A hunch, but I reckon this may have something to do with it:
US-based firm Conduent was awarded a $1.7bn 15-year contract in 2023 to upgrade the Myki system to allow contactless payments via a debit or credit card, smartphone or smartwatch.
God forbid we develop home-grown capability to implement projects.
Privatisation is a scam.
Eyekaytee@aussie.zone 1 week ago
what did sydney and brisbane do?
according to theto eternal ai machine:
Good amount of detail here. Here’s the TLDR:
The core problem: built from scratch by a bad contractor
Every other Australian city’s system was built on pre-existing technology from suppliers with proven track records — in fact many of those suppliers tendered for Myki — but Victoria ended up with a system built from the ground up.  That single decision explains most of the pain.
In July 2005, Victoria awarded a $500 million contract to the Keane Australia Micropayment Consortium (KAMCO), with a planned go-live of March 2007. By December 2007 it was already 9 months late and $500 million over budget.  It ultimately cost $1.3 billion.
The tram problem
Melbourne’s tram network — the largest in the world — made this uniquely hard. Unlike trains or buses, trams have hundreds of stops with no gates and huge passenger throughput at peak hour. The system required a reader on every tram, train, and bus, and the complex distance/time-based fare calculation meant the readers had to do significant computation on each tap — unlike simpler flat-fare systems elsewhere.  Early trials showed Myki actually slowed trams down at busy stops. Concerns about touch-off delays at tram stops had been raised for some time, with early trials showing it slowed trams down significantly. 

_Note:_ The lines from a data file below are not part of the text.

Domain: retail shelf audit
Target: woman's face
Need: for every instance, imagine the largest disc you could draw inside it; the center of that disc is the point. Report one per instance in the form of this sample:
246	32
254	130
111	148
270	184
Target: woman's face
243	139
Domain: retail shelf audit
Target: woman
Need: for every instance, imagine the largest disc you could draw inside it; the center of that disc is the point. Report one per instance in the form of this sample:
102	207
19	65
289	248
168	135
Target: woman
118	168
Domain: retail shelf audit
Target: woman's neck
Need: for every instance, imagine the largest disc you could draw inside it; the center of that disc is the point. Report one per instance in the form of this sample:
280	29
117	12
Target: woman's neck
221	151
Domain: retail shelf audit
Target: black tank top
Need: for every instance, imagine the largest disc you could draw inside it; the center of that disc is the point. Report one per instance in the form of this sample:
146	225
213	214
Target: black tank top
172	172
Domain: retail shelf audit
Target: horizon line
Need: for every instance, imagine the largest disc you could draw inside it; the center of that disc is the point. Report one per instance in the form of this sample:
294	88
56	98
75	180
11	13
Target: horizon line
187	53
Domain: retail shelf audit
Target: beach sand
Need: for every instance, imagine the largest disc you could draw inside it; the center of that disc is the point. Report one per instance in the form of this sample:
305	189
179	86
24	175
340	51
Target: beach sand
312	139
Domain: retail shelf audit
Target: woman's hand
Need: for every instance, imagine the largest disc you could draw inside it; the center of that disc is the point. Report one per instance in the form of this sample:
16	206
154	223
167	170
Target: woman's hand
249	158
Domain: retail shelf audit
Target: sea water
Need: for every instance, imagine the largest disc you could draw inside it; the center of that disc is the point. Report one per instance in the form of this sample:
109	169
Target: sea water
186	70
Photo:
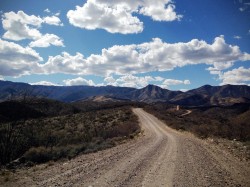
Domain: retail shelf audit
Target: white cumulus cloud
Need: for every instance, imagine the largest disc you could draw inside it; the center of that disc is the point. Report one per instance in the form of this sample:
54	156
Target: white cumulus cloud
78	81
52	20
116	16
149	56
20	26
44	83
236	76
47	40
16	60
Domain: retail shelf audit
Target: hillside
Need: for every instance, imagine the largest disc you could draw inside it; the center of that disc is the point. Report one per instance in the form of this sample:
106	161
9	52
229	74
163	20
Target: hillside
204	96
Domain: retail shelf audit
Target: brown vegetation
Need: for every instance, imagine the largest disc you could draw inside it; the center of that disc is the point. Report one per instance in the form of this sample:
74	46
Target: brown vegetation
231	122
51	138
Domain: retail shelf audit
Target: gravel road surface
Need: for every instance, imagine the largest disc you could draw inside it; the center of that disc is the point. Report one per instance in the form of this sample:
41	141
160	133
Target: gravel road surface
160	156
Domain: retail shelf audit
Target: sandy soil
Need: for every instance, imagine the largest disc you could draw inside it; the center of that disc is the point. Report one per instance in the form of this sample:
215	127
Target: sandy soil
159	157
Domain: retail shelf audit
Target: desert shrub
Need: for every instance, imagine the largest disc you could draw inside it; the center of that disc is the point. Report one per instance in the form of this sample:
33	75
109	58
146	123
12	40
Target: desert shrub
227	122
52	138
38	154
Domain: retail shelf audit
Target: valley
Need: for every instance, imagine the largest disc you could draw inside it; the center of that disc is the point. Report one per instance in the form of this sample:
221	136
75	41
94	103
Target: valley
160	156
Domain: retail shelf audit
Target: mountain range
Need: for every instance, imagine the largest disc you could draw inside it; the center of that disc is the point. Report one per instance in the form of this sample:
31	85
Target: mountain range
205	95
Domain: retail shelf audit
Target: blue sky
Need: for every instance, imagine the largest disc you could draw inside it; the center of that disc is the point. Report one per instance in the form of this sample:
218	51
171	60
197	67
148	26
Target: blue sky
178	45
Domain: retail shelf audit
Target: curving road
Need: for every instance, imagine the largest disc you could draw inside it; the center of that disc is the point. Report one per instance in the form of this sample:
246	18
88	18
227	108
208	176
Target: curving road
159	157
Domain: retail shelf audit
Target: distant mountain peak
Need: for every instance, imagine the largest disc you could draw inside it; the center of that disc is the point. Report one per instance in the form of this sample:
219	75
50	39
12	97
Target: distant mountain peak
204	95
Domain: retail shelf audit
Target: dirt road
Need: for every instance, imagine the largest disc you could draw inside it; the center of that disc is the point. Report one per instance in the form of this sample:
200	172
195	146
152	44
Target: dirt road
159	157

The rushed launch made it worse
The rollout was rushed to meet a political promise, and at launch there were faulty top-up machines, an online top-up process that took up to 24 hours, and reader response times of almost 2 seconds — about twice as slow as Sydney’s Opal. 
Brisbane got lucky by going simple and early
Brisbane’s Go Card launched in 2008 on buses only, no trams, flat zones, off-the-shelf tech. Much simpler problem space, much cheaper to solve. The assessment is that Brisbane appears to have got away with a bargain by comparison. 
And it’s still not done
NSW has had bank card tap-and-go since 2018, and Adelaide since 2020.  Victoria won’t have full contactless payment (bank cards/phones) across the whole network until 2028 — an 18-month delay from the already-revised timeline. 
So in short: wrong contractor, built from scratch, uniquely complex tram network, rushed for politics, and they’re still cleaning it up 20 years later.
maybe @notgold@aussie.zone can confirm if accurate
NigelFrobisher@aussie.zone 1 week ago
You can see trams as just a big bus though. London has had this for ages and the rates are pretty simply based on whether you change zone.
notgold@aussie.zone 1 week ago
Trams in the CBD are closer to trains though. Can have a hundred of people getting on&off at a stop. Each door has 2 readers; 3-4 doors; a few seconds for each person add up quick. This has largely been eliminated by the free team zone in Melbourne’s CBD.
notgold@aussie.zone 1 week ago
I wasn’t around Kamco/Myki/NTT/PTV/VRT in the early days of ticketing system implementation but I worked with many that were. They pretty much all said everything was rushed and contract meant that every little change was a cost variation. All the subcontractors loved this because they got paid a lot to often stand around doing nothing.
Think the meme of 10 council workers watching 1 guy do the work. The company A would only do X, company B would only do Y, etc. Internal resistance from management and workforces of Hillside/Connex & VRT also hampered progress.
My first hand knowledge was an extremely wasteful system where a single broken Myki reader could require technicians from 5+ businesses to come out at a cost to PTV of 10’s of thousands each time. I saw the remnants of the Myki infrastructure installed at every station in the state, they would have scheduled maintenance even though there wasn’t a ticket machine. In some cases the stations were permanently closed. Felt very much like Guido Hatzis plumbing was in charge.